If I understand the question, I'm looking for $P (X = k, Z = n)$ and $P (X = k \mid Z = n)$. I'm a little confused, though, because I've never done this when I have a variable defined as a linear function of the other random variables. I also don't really understand what $n$ is.
Any hints or help getting started is appreciated.
 A: More than setup: If $Z=X+Y=n$, then necessarily $0\le X,Y\le n$. So, for $k>n$ you have that $$P(X=k,\ Z=n)=0$$ For $0\le k\le n$ (for example, say $n=5$, i.e. $X+Y=5$ so, $X$ might be equal to $0$ and $Y$ equal to $5$ or $X$ equal to $1$ and $Y$ equal to $4$ etc) you have 
\begin{align}P(X=k,\ Z=n)&=P(X=k,\ X+Y=n)=P(X=k, Y=n-k)\\[0.2cm]&=P(X=k)P(Y=n-k)=ρ(1-ρ)^kρ(1-ρ)^{n-k}=ρ^2(1-ρ)^n\end{align} and therefore by the formula of conditional probability $$P(X=k \mid Z=n)=\frac{P(X=k, Z=n)}{P(Z=n)}=\frac{ρ^2(1-ρ)^n}{P(Z=n)}$$ In order to proceed you can calculate the denominator by the law of total probability as $$P(Z=n)=\sum_{k=0}^{n}P(X+Y=n \mid X=k)P(X=k)=\sum_{k=0}^{n}P(Y=n-k)P(X=k)$$ or you can observe that the denominator is just a constant with respect to $k$ and hence it does not affect (up to a constant) the distribution of $X\mid Z=n$ which is solely determined by the numerator. However, the numerator is independent of $k$ as well which implies that the distribution of the random variabel $X\mid Z=n$ is discrete uniform on $0\le k \le n$. Hence $$P(X=k \mid Z=n)=\frac{1}{n+1}$$ for $0\le k\le n$ and $0$ else. 

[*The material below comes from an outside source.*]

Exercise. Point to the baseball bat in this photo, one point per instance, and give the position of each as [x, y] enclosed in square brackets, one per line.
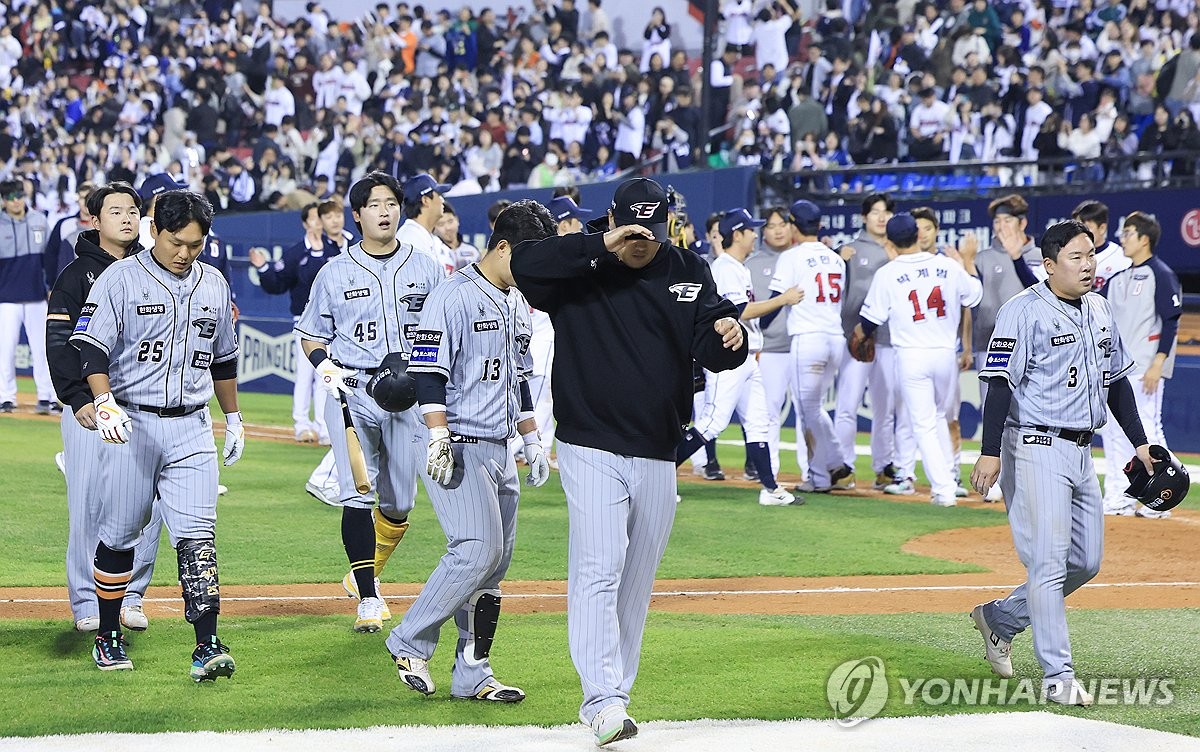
[358, 462]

A: So $n$ would be a fixed value of $Z$ which gives us information regarding the value of $X$, since whichever values $X=x$ and $Y=y$ satisfy it has to happen that $x+y=z$.

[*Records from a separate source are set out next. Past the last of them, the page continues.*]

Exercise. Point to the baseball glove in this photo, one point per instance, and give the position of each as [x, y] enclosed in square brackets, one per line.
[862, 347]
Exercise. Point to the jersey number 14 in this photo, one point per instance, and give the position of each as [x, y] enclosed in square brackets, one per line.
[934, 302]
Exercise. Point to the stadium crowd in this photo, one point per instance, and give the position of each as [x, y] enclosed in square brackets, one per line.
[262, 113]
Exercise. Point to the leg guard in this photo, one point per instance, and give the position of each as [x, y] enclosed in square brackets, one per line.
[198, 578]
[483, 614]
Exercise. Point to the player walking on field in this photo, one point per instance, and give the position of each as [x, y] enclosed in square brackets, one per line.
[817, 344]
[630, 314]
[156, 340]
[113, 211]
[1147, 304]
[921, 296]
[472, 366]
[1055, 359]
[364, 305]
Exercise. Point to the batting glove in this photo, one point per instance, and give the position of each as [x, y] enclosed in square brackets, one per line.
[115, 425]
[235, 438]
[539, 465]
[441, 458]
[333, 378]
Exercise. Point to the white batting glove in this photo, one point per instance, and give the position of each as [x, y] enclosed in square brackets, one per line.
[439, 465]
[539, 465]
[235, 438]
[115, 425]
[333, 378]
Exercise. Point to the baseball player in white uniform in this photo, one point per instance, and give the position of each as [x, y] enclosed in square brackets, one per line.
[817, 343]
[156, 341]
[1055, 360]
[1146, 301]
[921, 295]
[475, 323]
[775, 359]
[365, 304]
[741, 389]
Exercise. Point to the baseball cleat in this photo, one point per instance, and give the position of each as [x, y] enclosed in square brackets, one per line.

To find the distribution of Z, we ask:
$$
P(Z=z)=P(X+Y=z)=\sum_{y=0}^{\infty} P(Y=y)P(X=z-y)
$$
That is because the probability of Z is equal to the sum of the probabilities of each of its inverse images through the transformation $g(x,y)=x+y$.
To find the joint distribution, we ask:
$$
P(Z=z, X=x)=P(X+Y=z, X=x)=P(Y=z-y, X=x)=P(Y=z-y)P(X=x)
$$
And finally, for the conditional:
$$
P(X=x|Z=z)=\frac{P(X=x,Z=z)}{P(Z=x)}
$$
Since by the product rule $P(X=x,Z=z)=P(Z=z)P(X=x|Z=z)$.